In 2012 he echoed George Osborne’s opposition to high government borrowing – and showed support for the institutional Treasury in doing so: “It was always the function of the British Treasury… to have a very conservative approach to public finances. It was always the tradition that we in the British Treasury tried to match expenditure to income.”
Kwarteng has also complemented the civil service, which he described as a “highly effective, well-trained force and a disciplined, professional cadre of people” in 2017, adding in 2019: “I have to say that I think all my colleagues, all my right hon and hon Friends, have very full confidence in our civil service.”
Against that backdrop, it is unclear what Kwarteng objected to in Scholar, a man with whom he never worked. Why, then, did he sack the permanent secretary?
[See also: The real cost of Liz Truss’s energy plan is dizzying]
One line of thought is that Liz Truss’s government wanted a symbol of the economic change it will seek in office. Firing Andrew Bailey, the governor of the Bank of England, was not tenable – governors are meant to serve in post independently of the government of the day – and so Scholar became the sacrificial alternative.
The Conservative peer Theodore Agnew, a minister across the Cabinet Office and Treasury from February 2020 to January 2022, has pushed back against the “cries of dismay” from “an echo chamber of former mandarins” over Scholar’s firing. “There are many excellent civil servants in Whitehall,” he wrote in the Times yesterday (12 September). “Tom Scholar was not one of them.”
The Treasury, Agnew believes, has “no idea” how to deliver economic growth. Kwarteng cannot be so categorical in his views, but Agnew’s may reflect the Chancellor’s. The FT’s front page today splashes on Kwarteng’s request to Treasury staff to focus “entirely on growth”. In praising the Treasury as an “excellent finance ministry”, Kwarteng was criticising it for its ineffectiveness as an economics ministry able to drive growth.
Treasury officials bristle when you put that criticism to them. Without growth, they say, there are no tax revenues – nothing, therefore, is more important to them.
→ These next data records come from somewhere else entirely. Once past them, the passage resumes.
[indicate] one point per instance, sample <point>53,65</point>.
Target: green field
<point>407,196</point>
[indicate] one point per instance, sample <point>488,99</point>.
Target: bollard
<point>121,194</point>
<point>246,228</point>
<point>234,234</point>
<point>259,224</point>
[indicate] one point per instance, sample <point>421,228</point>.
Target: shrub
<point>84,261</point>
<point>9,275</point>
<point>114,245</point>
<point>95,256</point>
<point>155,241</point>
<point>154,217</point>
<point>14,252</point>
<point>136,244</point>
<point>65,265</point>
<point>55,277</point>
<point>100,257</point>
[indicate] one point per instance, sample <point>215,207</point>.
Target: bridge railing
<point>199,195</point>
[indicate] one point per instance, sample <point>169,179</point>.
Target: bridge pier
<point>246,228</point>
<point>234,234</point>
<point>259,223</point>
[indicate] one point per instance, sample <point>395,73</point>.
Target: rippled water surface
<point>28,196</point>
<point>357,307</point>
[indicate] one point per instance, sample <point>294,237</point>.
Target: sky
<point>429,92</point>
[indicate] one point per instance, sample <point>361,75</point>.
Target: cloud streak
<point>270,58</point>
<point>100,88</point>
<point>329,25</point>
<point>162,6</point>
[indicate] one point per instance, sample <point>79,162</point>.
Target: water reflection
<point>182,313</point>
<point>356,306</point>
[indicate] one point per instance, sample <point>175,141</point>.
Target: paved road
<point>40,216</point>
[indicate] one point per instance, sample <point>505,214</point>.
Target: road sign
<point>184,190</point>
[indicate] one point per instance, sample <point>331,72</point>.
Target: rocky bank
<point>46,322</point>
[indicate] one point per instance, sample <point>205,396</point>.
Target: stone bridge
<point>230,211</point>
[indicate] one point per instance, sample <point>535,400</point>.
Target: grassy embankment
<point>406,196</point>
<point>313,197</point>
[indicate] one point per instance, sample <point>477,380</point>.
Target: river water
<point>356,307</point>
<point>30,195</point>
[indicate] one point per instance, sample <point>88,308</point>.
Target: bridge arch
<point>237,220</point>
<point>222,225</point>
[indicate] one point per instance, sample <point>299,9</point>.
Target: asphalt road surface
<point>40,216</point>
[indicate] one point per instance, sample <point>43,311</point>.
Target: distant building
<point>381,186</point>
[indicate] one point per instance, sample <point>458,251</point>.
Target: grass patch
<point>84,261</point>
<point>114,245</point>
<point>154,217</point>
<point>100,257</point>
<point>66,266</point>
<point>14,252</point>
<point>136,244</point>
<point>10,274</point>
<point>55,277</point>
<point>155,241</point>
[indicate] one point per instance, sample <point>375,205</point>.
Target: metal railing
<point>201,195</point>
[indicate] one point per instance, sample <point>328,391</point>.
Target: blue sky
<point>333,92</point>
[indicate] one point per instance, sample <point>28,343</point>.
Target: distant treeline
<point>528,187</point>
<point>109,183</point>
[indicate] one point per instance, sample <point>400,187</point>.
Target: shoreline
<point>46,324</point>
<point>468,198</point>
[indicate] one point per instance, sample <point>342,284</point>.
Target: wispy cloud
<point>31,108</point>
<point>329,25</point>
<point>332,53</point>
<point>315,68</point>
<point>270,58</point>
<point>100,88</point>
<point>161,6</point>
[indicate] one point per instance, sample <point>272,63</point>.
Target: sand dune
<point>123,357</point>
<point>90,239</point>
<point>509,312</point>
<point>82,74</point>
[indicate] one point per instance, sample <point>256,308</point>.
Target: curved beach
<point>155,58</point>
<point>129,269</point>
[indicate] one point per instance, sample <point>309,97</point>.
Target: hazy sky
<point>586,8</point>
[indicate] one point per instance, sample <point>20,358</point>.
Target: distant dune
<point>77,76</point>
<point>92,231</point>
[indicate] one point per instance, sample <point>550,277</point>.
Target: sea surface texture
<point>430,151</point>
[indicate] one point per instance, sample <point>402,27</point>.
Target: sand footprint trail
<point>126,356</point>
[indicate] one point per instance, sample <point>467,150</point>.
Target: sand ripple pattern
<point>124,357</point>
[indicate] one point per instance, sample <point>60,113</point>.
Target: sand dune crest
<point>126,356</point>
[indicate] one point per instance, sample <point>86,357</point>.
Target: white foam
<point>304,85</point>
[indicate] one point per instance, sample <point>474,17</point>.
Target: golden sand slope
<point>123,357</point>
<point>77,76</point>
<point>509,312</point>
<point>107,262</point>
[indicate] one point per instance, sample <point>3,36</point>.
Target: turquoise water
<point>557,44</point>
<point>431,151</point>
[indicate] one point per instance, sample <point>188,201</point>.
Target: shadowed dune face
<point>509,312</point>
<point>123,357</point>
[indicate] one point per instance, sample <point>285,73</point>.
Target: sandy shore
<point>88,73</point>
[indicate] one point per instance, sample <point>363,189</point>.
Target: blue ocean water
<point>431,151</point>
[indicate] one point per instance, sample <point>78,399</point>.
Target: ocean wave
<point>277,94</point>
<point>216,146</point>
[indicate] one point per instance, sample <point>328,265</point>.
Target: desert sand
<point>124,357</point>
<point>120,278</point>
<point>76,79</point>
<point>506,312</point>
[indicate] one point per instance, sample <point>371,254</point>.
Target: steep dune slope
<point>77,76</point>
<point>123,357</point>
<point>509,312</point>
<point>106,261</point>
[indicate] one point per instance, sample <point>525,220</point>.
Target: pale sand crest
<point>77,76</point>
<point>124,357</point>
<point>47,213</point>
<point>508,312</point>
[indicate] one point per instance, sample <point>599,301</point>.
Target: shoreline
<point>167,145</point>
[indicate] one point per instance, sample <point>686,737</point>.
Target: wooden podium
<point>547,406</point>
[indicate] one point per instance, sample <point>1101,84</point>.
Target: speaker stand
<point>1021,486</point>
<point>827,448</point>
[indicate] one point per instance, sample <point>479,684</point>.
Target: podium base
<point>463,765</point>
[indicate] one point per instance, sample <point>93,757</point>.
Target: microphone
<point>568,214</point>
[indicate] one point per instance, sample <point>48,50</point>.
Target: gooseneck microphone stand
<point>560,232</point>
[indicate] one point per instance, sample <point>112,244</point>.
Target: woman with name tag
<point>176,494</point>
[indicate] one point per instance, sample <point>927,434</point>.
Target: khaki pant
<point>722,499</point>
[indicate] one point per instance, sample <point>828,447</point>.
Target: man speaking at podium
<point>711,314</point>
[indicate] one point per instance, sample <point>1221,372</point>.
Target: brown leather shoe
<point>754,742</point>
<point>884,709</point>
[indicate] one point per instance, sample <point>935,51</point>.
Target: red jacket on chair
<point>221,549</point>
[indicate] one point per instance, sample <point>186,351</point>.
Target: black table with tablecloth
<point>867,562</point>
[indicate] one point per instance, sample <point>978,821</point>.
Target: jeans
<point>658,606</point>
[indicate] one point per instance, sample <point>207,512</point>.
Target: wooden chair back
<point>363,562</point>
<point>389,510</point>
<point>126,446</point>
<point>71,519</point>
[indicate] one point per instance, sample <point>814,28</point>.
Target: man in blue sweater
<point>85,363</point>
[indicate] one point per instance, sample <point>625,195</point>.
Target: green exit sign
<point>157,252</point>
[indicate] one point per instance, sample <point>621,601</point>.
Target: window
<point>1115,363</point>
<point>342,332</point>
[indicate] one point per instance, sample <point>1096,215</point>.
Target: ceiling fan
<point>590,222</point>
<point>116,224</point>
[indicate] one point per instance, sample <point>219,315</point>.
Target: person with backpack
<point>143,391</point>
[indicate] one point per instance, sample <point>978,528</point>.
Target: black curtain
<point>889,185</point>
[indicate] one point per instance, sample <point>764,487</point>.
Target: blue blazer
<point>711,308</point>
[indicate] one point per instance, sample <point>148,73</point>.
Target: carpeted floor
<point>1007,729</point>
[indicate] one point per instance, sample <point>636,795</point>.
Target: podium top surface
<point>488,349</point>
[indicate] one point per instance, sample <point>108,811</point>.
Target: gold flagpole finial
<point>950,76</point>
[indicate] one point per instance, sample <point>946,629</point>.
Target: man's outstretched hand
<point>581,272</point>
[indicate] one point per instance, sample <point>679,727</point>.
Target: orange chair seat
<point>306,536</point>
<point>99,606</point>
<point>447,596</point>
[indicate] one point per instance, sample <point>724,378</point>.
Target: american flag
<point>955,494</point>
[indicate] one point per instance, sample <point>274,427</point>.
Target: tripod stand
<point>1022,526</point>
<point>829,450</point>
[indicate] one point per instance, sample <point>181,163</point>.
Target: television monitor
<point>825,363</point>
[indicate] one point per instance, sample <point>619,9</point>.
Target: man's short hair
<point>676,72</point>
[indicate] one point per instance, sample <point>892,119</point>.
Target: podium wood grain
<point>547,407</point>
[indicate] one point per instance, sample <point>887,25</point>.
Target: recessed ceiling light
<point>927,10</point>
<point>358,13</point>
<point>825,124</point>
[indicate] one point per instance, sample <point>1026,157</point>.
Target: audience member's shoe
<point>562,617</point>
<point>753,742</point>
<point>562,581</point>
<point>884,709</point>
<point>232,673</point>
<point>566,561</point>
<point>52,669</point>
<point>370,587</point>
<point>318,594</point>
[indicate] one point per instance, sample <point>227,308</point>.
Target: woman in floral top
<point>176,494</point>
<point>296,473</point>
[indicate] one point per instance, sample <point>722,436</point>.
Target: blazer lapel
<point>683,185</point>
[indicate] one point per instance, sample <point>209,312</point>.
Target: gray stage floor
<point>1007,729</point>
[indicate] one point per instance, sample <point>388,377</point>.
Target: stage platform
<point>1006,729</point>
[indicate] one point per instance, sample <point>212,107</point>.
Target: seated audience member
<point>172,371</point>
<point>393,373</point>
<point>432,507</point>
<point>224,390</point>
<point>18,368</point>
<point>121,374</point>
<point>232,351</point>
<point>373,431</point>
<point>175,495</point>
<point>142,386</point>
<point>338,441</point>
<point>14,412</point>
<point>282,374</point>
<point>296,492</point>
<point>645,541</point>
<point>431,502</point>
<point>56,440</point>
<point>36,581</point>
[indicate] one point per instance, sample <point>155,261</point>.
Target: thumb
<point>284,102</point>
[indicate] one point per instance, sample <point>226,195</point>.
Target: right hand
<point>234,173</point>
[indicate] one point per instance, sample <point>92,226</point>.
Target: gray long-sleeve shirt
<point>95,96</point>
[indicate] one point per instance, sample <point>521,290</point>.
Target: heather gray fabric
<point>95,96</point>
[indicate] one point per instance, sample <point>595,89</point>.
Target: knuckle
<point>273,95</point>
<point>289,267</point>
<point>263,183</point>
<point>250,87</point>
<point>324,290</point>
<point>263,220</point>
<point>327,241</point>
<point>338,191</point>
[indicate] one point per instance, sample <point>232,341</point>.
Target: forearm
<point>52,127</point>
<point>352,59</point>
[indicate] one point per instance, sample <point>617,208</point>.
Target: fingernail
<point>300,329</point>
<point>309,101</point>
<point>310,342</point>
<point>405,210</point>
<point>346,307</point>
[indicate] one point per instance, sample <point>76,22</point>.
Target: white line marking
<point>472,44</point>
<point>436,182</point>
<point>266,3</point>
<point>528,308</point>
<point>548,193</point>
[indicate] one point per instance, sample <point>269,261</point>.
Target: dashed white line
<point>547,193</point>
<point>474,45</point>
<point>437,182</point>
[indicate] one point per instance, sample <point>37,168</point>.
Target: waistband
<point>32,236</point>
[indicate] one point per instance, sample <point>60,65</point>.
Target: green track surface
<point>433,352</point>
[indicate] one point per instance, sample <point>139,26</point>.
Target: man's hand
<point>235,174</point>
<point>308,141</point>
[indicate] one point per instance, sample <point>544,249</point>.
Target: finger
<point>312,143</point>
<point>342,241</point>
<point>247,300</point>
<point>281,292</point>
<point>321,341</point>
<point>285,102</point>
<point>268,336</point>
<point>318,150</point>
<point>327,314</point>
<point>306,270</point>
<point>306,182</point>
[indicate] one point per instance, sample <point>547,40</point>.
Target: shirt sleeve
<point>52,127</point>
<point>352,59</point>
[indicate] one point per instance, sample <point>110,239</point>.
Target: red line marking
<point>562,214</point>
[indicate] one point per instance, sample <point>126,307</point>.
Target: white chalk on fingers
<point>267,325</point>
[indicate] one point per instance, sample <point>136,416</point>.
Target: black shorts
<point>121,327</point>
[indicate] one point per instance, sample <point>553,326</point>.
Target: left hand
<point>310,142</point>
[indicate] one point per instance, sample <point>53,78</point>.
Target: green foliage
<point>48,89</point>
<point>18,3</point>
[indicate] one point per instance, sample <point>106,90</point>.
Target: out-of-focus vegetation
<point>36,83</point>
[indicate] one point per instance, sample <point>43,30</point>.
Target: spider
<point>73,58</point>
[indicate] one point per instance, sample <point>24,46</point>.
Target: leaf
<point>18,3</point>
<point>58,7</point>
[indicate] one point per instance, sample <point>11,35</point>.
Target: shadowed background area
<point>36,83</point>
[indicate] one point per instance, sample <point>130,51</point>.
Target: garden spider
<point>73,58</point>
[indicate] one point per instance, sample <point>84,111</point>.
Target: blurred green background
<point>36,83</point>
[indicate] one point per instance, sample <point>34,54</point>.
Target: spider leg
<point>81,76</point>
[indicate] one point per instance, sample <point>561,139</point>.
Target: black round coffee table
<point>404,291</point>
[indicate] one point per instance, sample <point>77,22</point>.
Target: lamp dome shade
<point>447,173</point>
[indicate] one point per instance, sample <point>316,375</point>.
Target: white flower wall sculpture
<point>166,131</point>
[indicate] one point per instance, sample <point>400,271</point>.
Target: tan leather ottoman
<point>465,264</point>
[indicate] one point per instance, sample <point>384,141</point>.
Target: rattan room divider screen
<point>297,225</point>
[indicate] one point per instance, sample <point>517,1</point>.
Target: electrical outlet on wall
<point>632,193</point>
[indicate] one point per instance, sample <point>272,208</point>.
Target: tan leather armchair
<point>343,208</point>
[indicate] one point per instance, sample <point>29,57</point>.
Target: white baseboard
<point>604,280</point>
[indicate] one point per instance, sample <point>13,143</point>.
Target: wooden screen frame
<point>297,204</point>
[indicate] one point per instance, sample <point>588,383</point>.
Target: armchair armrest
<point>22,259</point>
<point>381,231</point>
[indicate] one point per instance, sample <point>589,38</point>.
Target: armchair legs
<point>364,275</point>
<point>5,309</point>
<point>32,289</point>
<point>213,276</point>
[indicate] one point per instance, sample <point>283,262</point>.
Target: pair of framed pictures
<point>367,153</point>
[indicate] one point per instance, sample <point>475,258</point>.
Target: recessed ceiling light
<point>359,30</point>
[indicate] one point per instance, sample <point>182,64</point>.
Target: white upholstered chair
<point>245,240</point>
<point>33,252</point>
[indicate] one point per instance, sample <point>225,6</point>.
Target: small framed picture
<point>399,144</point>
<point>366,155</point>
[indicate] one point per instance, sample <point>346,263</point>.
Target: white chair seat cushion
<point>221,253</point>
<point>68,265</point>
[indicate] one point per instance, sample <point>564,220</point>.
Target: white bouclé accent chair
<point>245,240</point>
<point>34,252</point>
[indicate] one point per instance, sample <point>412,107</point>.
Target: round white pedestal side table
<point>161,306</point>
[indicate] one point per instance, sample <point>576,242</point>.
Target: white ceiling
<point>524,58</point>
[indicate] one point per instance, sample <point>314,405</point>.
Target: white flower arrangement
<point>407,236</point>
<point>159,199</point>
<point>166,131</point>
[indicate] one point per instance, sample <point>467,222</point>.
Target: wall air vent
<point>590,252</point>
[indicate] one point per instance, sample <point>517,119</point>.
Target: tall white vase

Many civil servants have, for example, constructed plans to reform the planning system or business regulations in a bid to drive growth, but it was politicians who tended to shelve them for fear of alienating part of their electoral coalition.
Yet the view holds across the Tory party that the Treasury is, as one MP put it to me recently, “sitting on growth”. This view is shared by Remainers and Leavers, although it is most pronounced among Leavers such as Kwarteng, who wants to return annual GDP growth to its pre-2008 crash level of 2.5 per cent.
The unspoken tension over that aim, however, is that the UK only achieved such growth when it was in the European Union. The Treasury, as an institution, is wary of Brexit. As Macpherson put it to me last November: “The idea that Brexit has liberalised trade is just nonsense.” This is the tension for any civil servant serving a Leaver: Brexit was a national choice to cut GDP by 4 per cent over the long term, according to the Office for Budget Responsibility. 
That is a significant headwind. It makes Kwarteng’s unfunded tax cuts harder to justify, and undermines the idea that the Tory right care “entirely” about growth – because their flagship project cut it.